Turkey has deployed military reinforcements, including soldiers, vehicles, and equipment to northern Syria, says a UK-based monitoring group.
The so-called Syrian Observatory for Human Rights said on Wednesday that the Turkish reinforcements had entered Syrian soil over the last 24 hours and headed in the direction of the town of A’zaz, which has been seized by Ankara-backed militants.
The regions to the south of the town are currently in the hands of the Kurdish People’s Protection Units (YPG).
The observatory said the fresh Turkish deployments are aimed at bolstering Turkish forces who plan to launch an offensive against the YPG which Ankara deems as the Syrian branch of the militant Kurdistan Workers’ Party (PKK), which has been battling to establish an autonomous region inside Turkey since 1984.
“Turkish forces are now inside Syria… the forces are huge reinforcements that have been entering since last night,” said a member of one the militant groups backed by Turkey.
The YPG is currently the dominant force behind the so-called Syrian Democratic Forces (SDF) currently engaged in operations aimed at liberating Raqqah – Daesh’s remaining stronghold in Syria.
In August 2016, Turkey began a unilateral military intervention in northern Syria, code-named Operation Euphrates Shield, sending tanks and warplanes across the border.
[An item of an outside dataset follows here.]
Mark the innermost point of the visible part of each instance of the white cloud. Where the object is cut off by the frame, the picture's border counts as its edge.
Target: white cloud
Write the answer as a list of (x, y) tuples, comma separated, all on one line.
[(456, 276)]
Ankara claimed that its military campaign was aimed at pushing Daesh from Turkey’s border with Syria and stopping the advance of Kurdish forces, who were themselves fighting Daesh.
Turkey officially ended its military campaign in northern Syria in March 2017 but did not rule out the possibility of yet another act of military intervention inside Syria, which has been gripped by deadly foreign-sponsored militancy since 2011.